Institute of Cell Biology, National Academy of Sciences of Ukraine, Lviv;
e-mail: r.bilyy@nas.gov.ua; stoika@cellbiol.lviv.ua

This paper describes a complicated way how the glycoepitops’ alterations on a surface of dying cells allow investigators to decipher specific mechanisms underlying cell restructuring at apoptosis. These glycoepitops are important at removal of fragments of dying cells from the body, which can be a cause of formation of the auto-antibodies.
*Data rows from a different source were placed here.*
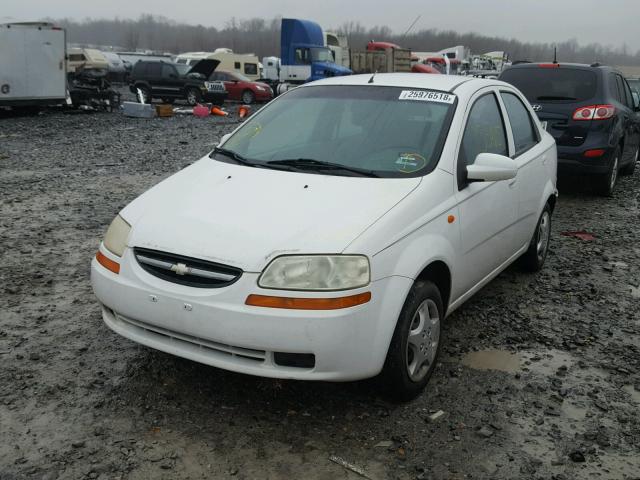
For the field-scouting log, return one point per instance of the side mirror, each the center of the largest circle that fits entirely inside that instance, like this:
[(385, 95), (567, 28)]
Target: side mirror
[(491, 167)]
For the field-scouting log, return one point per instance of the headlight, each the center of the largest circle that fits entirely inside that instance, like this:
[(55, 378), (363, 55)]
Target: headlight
[(115, 240), (316, 272)]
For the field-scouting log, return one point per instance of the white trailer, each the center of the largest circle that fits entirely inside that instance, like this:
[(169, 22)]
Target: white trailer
[(32, 64)]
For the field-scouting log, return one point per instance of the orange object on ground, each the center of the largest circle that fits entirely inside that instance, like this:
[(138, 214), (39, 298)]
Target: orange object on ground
[(308, 303), (107, 263)]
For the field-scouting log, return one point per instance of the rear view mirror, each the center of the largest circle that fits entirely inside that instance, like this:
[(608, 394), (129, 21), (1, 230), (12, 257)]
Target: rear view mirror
[(491, 167)]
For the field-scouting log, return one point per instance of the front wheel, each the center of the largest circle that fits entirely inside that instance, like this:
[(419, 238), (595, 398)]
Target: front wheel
[(535, 256), (248, 97), (606, 183), (193, 96), (415, 344)]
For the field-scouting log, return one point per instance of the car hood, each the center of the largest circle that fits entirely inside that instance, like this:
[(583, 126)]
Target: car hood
[(243, 216), (204, 67)]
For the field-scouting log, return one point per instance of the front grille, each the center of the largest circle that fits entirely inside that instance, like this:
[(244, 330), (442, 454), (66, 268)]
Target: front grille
[(257, 356), (183, 270)]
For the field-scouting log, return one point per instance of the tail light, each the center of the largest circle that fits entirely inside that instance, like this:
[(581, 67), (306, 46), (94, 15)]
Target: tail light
[(594, 112)]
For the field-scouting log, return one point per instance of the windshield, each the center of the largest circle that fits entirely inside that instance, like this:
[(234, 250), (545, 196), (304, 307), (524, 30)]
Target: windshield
[(552, 84), (390, 131), (321, 55), (634, 83)]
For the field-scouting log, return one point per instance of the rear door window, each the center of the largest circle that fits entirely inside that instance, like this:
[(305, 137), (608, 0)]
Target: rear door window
[(562, 85), (484, 133), (524, 132)]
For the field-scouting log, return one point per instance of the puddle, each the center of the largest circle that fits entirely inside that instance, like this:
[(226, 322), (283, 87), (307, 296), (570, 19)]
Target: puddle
[(635, 394), (500, 360)]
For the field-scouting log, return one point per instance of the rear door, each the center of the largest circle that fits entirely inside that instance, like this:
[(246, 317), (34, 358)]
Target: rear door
[(530, 157), (555, 92)]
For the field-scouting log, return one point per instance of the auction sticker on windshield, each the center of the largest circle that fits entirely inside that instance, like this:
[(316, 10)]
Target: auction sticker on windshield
[(427, 96)]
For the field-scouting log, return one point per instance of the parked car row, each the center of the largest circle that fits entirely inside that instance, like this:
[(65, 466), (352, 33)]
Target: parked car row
[(591, 111), (196, 83)]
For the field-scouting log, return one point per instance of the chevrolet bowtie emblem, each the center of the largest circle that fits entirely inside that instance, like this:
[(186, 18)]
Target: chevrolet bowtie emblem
[(180, 269)]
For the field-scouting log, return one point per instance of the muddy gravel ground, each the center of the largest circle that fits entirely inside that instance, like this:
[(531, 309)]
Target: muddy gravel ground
[(539, 376)]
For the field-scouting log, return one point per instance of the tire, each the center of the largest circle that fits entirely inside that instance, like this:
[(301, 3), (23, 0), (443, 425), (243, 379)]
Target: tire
[(629, 169), (534, 258), (248, 97), (193, 96), (418, 330), (146, 94), (605, 184)]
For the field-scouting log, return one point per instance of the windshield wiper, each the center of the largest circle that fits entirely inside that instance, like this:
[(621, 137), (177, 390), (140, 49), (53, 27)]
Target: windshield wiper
[(312, 164), (555, 97), (234, 156)]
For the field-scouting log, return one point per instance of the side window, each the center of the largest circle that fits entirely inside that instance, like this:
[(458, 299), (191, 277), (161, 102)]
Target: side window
[(168, 70), (251, 68), (623, 98), (484, 133), (524, 131), (302, 56), (627, 91), (154, 69)]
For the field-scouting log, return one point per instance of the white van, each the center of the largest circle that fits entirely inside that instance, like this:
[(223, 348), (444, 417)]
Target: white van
[(246, 63)]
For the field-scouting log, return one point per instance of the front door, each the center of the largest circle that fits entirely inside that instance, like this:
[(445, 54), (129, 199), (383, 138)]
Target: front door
[(487, 210)]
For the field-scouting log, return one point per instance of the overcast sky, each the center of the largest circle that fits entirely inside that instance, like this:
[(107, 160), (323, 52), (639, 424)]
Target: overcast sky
[(609, 22)]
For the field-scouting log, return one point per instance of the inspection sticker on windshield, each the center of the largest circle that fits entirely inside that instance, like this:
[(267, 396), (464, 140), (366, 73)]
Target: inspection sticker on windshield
[(427, 96)]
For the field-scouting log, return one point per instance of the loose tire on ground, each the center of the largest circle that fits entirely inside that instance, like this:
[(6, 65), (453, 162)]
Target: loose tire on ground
[(248, 97), (415, 346), (193, 96)]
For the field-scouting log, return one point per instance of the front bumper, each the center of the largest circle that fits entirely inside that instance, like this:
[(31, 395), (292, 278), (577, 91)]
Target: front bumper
[(215, 327)]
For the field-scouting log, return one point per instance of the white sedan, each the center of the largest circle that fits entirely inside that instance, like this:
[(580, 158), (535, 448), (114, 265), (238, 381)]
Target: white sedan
[(328, 237)]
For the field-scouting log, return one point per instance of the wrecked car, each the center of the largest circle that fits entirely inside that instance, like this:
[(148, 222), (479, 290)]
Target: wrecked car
[(330, 235)]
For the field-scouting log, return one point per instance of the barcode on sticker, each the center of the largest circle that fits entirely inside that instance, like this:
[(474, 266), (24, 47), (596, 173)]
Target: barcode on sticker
[(427, 96)]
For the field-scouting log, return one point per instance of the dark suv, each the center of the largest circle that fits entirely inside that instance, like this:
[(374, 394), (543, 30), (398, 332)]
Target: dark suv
[(590, 111), (158, 79)]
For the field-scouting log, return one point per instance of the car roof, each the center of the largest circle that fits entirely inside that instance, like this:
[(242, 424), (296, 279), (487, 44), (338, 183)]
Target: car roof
[(444, 83)]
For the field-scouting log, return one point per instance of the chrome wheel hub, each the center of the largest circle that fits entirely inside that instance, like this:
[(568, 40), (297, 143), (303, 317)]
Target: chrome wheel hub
[(423, 340), (544, 232)]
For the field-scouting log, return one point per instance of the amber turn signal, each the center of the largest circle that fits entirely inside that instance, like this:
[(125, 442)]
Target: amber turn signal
[(308, 303), (107, 263)]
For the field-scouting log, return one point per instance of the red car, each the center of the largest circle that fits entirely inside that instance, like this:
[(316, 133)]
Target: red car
[(242, 88)]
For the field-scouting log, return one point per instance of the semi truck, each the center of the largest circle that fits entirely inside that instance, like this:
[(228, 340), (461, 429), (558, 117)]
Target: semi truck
[(304, 57), (32, 65)]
Vitamin D(3) availability and functional activity of peripheral blood phagocytes in experimental type 1 diabetes

D. О. Labudzynskyi, І. О. Shymanskyy, V. М. Riasnyi, М. М. Veliky

Palladin Institute of Biochemistry, National Academy of Sciences of Ukraine, Kyiv;
e-mail: konsument3@gmail.com

The study was devoted to identifying the relation between vitamin D3 availability (assessed by the level of circulatory 25OHD3), content of vitamin D3 25-hydroxylase isozymes CYP27A1 and CYP2R1 in hepatic tissue and functional activity of peripheral blood phagocytes in mice with experimental type 1 diabetes. It has been shown that diabetes is accompanied by the development of vitamin D3-deficiency which is characterized by decreased 25OHD3 content in blood serum and determined by changes in tissue expression of the major isoforms of vitamin D3 25-hydroxylase. The level of hepatic CYP27A1 was revealed to be markedly reduced with a concurrent significant augmentation of CYP2R1. Cholecalciferol administration resulted in normalization of tissue levels of both isoforms of vitamin D3 25-hydroxylase and blood serum 25OHD3 content. Diabetes-associated vitamin D3 deficiency correlated with a decrease in phagocytic activity of granulocytes and monocytes, and their ability to produce antibacterial biooxidants such as reactive oxygen and nitrogen forms. Vitamin D3 efficacy to attenuate these abnormalities of immune function was established, indicating an important immunoregulatory role of cholecalciferol in the phagocytic mechanism of antigens elimination implemented by granulocytes and monocytes.